Wheeler noted there are other organizations on campus that are more secretive about their recruitment process, and attributed that to a culture of secrecy in which members take pride in a process only certain people understand, even if it’s “not something necessarily wrong.”

Wheeler also said there is less activity in Greek life as a whole at VCU than other universities, including at his previous school and the larger university in that same city, Louisiana State University. In turn, there is a reduced presence of certain negative elements of Greek life such as hazing, and a reduced emphasis on joining secretive organizations.

“I think they push a good amount of diversity here and that you’re, I think, more inclined to join something that’s going to be more beneficial to you,” Wheeler said.

Wheeler does not consider VCU a party school, in which large events often with an abundance of alcohol and drugs are a big part of the experience of campus life and Greek life for many — but if students are looking, he is sure the experience can be found.

“You see it at the big schools or whatever, it looks glamorous and all that. But realistically, what happens in those — what we all know, we just don’t want to admit — is what actually happens in those organizations is not something that you want to happen to you or to anybody that you know,” Wheeler said.

Every semester since 2021, VCU has released a Student Organization Conduct Report on its Division of Student Affairs website. While the site lists fewer violations in spring and fall of 2025 than previous years, reported events continue — and the spring of 2024 saw the most conduct violations thus far.
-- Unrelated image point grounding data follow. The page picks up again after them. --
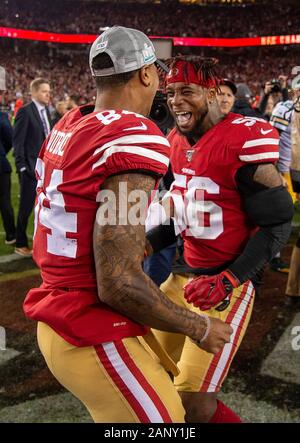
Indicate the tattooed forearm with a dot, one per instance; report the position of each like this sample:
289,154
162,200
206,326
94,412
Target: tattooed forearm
122,284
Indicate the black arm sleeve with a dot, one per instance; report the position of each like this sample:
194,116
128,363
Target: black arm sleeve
295,176
162,236
272,210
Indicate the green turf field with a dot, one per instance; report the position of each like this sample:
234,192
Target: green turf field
4,249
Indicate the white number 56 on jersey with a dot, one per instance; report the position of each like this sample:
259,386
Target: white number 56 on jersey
190,208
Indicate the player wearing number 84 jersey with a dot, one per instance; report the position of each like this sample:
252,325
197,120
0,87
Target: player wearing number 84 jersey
96,172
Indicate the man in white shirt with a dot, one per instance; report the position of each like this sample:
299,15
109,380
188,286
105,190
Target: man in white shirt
32,126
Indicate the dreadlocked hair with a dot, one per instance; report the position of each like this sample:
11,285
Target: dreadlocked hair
205,69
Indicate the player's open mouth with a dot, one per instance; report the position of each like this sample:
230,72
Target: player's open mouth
183,118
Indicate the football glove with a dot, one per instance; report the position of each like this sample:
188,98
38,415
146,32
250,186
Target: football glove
207,291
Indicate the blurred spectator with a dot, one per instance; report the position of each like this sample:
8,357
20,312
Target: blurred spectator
6,209
163,18
226,95
243,101
60,110
72,101
274,91
293,284
281,119
32,126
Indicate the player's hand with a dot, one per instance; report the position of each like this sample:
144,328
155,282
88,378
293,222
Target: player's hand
283,81
268,88
206,291
219,334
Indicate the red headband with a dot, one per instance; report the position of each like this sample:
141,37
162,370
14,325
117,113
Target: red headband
184,72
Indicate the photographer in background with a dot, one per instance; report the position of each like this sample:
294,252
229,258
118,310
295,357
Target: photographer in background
274,91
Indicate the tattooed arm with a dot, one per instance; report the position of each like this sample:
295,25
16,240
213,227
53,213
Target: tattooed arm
119,250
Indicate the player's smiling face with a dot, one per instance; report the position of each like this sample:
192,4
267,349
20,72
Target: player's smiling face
188,105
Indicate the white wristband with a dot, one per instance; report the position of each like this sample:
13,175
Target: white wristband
156,216
207,331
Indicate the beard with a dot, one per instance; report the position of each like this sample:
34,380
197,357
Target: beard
198,128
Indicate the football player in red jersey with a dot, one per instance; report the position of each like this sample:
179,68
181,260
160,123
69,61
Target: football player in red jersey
95,305
234,215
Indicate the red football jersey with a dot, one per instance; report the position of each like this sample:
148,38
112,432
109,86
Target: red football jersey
209,207
77,157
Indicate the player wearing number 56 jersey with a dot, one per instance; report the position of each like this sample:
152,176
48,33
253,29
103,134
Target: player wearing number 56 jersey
96,172
233,214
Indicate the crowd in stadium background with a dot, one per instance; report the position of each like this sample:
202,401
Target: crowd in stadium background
65,65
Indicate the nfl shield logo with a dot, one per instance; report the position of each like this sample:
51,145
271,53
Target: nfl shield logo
189,154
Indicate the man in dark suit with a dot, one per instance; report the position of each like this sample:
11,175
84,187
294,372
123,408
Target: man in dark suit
6,209
32,126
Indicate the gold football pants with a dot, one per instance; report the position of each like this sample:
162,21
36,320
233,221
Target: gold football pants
118,382
199,370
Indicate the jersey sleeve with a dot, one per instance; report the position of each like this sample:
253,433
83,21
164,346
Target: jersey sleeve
137,145
259,144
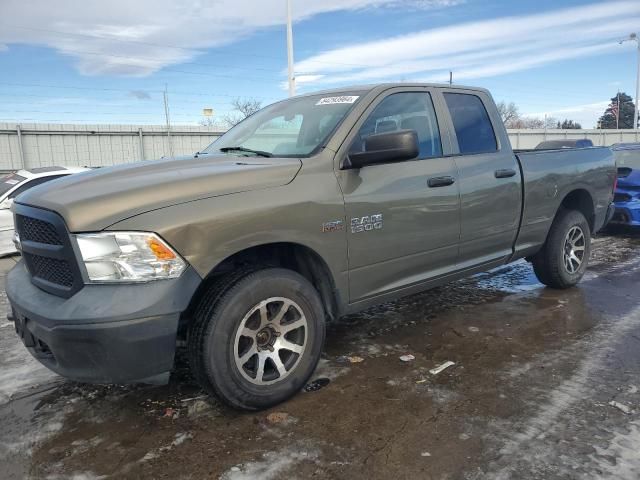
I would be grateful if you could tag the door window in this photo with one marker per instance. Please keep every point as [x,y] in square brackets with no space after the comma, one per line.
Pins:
[404,111]
[471,123]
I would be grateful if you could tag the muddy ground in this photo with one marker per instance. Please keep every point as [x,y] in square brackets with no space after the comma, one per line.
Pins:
[546,385]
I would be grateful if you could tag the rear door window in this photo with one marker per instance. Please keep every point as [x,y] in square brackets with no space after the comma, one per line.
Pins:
[471,123]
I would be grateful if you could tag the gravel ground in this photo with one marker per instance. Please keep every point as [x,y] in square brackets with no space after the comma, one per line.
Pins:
[546,385]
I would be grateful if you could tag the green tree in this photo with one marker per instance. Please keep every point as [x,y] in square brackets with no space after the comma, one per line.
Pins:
[609,118]
[569,125]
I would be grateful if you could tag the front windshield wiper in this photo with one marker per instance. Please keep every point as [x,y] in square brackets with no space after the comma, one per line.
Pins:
[259,153]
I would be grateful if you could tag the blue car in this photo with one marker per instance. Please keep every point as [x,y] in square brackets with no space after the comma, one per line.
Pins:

In August 2025, Phi Kappa Psi was reported over an event in which someone suffered “alcohol-related conditions requiring medical services.” The incident echoed the alcohol poisoning that led to Adam’s death.

Phi Kappa Psi is currently under deferred suspension, during which an organization is “given the opportunity to demonstrate the ability to abide by” the violated policy or face suspension, until the end of 2026.

The fraternity did not respond to a request for comment. No currently suspended fraternity chapters contacted by The CT responded to requests for comment.

Josh Skillman, director for Communications and Marketing at VCU’s Division of Student Affairs, stated the university expects more reports of incidents as students become more aware of how to report hazing.

Skillman noted that VCU abides by both Adam’s Law and the Stop Campus Hazing Act, engages regularly with the Love Like Adam foundation, and joined other universities in the Hazing Prevention Consortium, which he described as a “research-to-practice initiative designed to build an evidence base for hazing prevention.”

“VCU offers a variety of programs designed to increase prevention and awareness related to hazing,” Skillman stated. “While some programs aim to increase understanding of hazing, others strive to increase skills that help decrease the likelihood of hazing (e.g. bystander intervention, ethical leadership, and group cohesion).”